PhD Scientific Days 2025

Budapest, 7-9 July 2025

Poster Session II. - J: Theoretical and Translational Medicine

Investigating the role of fMLF in tissue-damage responses and developing a novel genetically encoded fluorescent fMLF biosensor

Name of the presenter

Tamás Szimonetta Xénia

Institute/workplace of the presenter

Department of Physiology

Authors

Szimonetta Tamás1, Nada Mohamed Al-Sheraji1, Diána Patrícia Kaszás1, Anna Török1, Fabian Dehne1, Klaudia Vágó-Kiss1, Balázs Enyedi1

1: Department of Physiology

Text of the abstract

Bacteria-derived fMLF (N-formyl-methionine-leucine-phenylalanine) is a well-known chemoattractant interacting with formyl peptide receptors (FPR) on leukocytes. While fMLF is also released from eukaryotic cell mitochondria during cell death or tissue damage, the specific cell types and death mechanisms involved in fMLF gradient formation remain unclear.

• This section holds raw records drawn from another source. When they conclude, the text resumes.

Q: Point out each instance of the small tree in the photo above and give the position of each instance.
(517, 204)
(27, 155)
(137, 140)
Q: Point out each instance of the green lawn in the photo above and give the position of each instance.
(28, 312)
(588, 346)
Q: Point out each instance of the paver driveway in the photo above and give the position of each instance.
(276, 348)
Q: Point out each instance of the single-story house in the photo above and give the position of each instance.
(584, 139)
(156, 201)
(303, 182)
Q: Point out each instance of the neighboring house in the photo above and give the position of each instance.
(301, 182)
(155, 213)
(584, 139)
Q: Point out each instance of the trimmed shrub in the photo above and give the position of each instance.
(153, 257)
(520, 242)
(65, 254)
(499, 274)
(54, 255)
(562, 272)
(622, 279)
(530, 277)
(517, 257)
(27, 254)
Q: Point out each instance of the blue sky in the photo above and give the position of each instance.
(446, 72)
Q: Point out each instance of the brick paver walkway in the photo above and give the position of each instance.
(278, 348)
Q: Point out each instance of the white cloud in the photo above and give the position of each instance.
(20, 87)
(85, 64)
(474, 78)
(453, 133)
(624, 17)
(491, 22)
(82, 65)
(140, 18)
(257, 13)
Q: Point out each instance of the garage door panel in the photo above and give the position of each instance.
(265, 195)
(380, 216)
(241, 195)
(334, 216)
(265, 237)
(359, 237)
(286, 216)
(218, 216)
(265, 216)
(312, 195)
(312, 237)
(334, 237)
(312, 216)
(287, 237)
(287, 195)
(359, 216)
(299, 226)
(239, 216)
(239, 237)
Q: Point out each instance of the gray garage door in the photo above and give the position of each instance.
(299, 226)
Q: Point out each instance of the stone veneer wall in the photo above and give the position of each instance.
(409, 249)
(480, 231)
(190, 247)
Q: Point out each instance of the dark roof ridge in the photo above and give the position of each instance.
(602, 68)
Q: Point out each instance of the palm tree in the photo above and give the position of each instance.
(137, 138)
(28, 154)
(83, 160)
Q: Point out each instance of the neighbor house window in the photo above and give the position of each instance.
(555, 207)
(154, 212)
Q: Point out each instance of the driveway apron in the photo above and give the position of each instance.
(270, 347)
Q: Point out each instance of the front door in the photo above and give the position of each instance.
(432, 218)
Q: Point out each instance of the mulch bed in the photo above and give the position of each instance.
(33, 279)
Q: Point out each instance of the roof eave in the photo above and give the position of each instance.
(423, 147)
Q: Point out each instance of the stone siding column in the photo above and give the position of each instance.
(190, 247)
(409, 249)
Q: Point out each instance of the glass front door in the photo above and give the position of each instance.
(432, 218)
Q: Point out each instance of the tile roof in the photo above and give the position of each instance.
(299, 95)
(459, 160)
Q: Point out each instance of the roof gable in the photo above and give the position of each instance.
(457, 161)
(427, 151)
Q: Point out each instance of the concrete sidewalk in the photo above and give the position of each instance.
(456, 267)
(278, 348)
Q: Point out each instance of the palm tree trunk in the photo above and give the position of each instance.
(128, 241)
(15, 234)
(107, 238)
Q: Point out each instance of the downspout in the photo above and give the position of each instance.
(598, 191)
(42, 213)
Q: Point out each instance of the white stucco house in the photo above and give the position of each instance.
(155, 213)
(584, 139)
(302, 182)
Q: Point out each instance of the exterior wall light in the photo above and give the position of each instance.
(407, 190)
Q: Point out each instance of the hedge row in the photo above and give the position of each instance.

Illuminating plasma or mitochondrial membrane-targeted, optogenetically activatable miniSOG2 with 435 nm light induces rapid membrane damage and cell death.
To visualize fMLF gradients, we developed two approaches tested on HEK293A cells. FMLF-activated FPR-1, in conjunction with G16, significantly increased intracellular calcium levels, detectable by jGCaMP8m. Despite the FPR-1 receptor's high sensitivity, other cell death-related molecules, such as ATP, can influence calcium levels.
To specifically detect fMLF release, we engineered an FPR1-based genetically encoded fluorescent biosensor. A circularly permuted green fluorescent protein was inserted into the FPR1's third intracellular loop using C- and N-terminal linkers. FMLF binding induced a conformational change, altering biosensor fluorescence intensity.

By integrating miniSOG2 into plasma and mitochondrial membranes, we developed a tool potentially capable of inducing fMLF release from a single cell, leading to calcium level fluctuations in surrounding HEK293 cells and human neutrophils. To visualize fMLF, we created two systems: the FPR1-jGCaMP8m system for effectively detecting point source diffusion and a genetically encoded fluorescent biosensor exhibiting a 50% intensity increase in response to fMLF.

By further developing our sensor prototypes and integrating both them and the miniSOG2 system into a live zebrafish model, we can gain more knowledge about fMLF gradients formed during tissue damage and understand more about how sterile tissue injury influences neutrophil migration.

This research was supported by a grant of the New National Excellence Program of the Ministry for Culture and Innovation of Hungary from the source of the National Research, Development and Innovation Fund.